Sexual reproduction is inferred to be high for S. caprea within the sampling area and this is expected as S. caprea is recalcitrant to natural vegetative regeneration except for a few genotypes [3]. Our data, in which a high number of multilocus genotypes were unique to a single individual (90% for the nuclear markers) and G/F/D values were low especially for the nuclear SSRs, are consistent with outbreeding and indicate that there are no significant barriers for sexual reproduction and gene flow within Ireland over large geographic distances.
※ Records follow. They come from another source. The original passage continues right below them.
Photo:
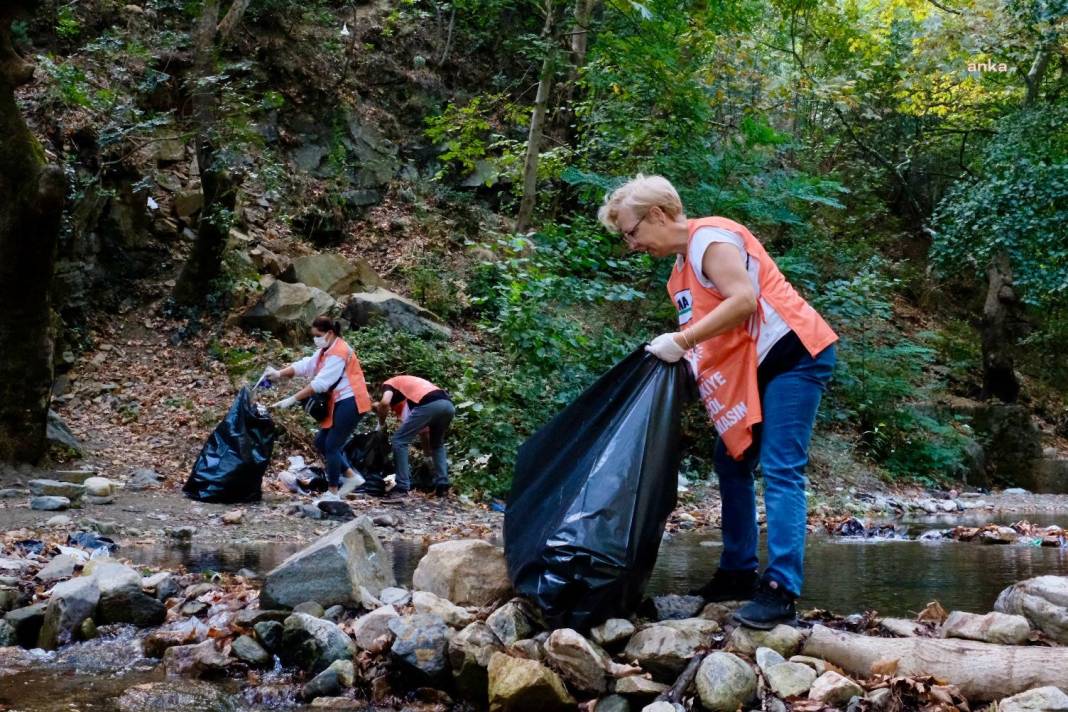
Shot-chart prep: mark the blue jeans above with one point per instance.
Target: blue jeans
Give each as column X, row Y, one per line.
column 436, row 415
column 781, row 446
column 330, row 442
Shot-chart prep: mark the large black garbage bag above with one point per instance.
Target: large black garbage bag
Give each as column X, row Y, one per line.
column 232, row 463
column 371, row 454
column 592, row 492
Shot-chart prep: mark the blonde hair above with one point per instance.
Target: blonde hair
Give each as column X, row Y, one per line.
column 641, row 193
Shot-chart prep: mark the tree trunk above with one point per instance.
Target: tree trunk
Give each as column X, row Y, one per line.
column 537, row 123
column 31, row 205
column 204, row 266
column 1001, row 318
column 982, row 670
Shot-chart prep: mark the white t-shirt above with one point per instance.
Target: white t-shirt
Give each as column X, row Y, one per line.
column 332, row 367
column 773, row 327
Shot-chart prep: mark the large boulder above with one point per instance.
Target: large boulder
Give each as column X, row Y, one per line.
column 312, row 644
column 398, row 312
column 518, row 685
column 467, row 572
column 287, row 310
column 994, row 627
column 419, row 648
column 71, row 604
column 1042, row 601
column 469, row 653
column 725, row 682
column 332, row 273
column 1039, row 699
column 332, row 570
column 579, row 661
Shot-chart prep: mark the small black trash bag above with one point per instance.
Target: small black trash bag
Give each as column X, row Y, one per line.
column 592, row 491
column 233, row 461
column 370, row 453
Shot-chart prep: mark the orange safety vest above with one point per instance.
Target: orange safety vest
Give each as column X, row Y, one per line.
column 725, row 365
column 412, row 388
column 354, row 372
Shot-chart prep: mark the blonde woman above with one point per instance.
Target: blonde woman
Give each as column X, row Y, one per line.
column 762, row 358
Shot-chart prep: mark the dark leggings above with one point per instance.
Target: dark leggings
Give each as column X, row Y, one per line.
column 330, row 442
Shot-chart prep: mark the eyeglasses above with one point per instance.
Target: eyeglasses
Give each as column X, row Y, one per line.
column 629, row 235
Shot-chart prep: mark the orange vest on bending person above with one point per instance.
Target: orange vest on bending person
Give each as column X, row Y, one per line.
column 725, row 365
column 412, row 388
column 354, row 372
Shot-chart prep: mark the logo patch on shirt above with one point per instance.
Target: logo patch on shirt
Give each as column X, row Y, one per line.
column 684, row 302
Both pollen-mediated and seed-mediated gene flow are high, some of the populations being 230 km apart from each other. Such a finding could simply be due to human intervention through seed trade, extensive planting or accidental transportation of both seeds and pollen. The absence of population structure could indicate the existence of one largely continuous population throughout Ireland. A parentage study has not been undertaken in our work but the results could also be consistent with long distance pollination. Parentage analyses were undertaken in Populus trichocarpa [52]. In a study site of >300 km2 (radius 10 km) in western Oregon, the mean pollination distance was 7.6 km, with many recorded matings over 10 km [52]. They could not estimate the maximum distance pollen could travel in P. trichocarpa, as the maximum within stand pollination distance simply reflects the maximum potential distances between trees within the study site, which was verified for other studies [53].

Conclusion

This paper used chloroplast and nuclear microsatellites to examine the genetic diversity, the geographic population genetic structure and the extent of gene flow in natural populations of S. caprea across Ireland. New markers were tested and shown to be suitable for genetic characterization of S. caprea. High levels of allelic and genetic diversity were found with these markers, with within population variation accounting for the majority of the variation, and a high number of unique genotypes detected. Population structure and differentiation analyses, as well as IBD tests confirmed low levels of geographical structuring of variation but moderate differentiation was detected with the cpSSRs. However, gene flow through seeds and pollen was shown to be large. These results are of value for breeders wishing to exploit natural populations and foresters having to choose planting material. Further analysis should analyse the variation of Irish populations in relation to those found in Europe.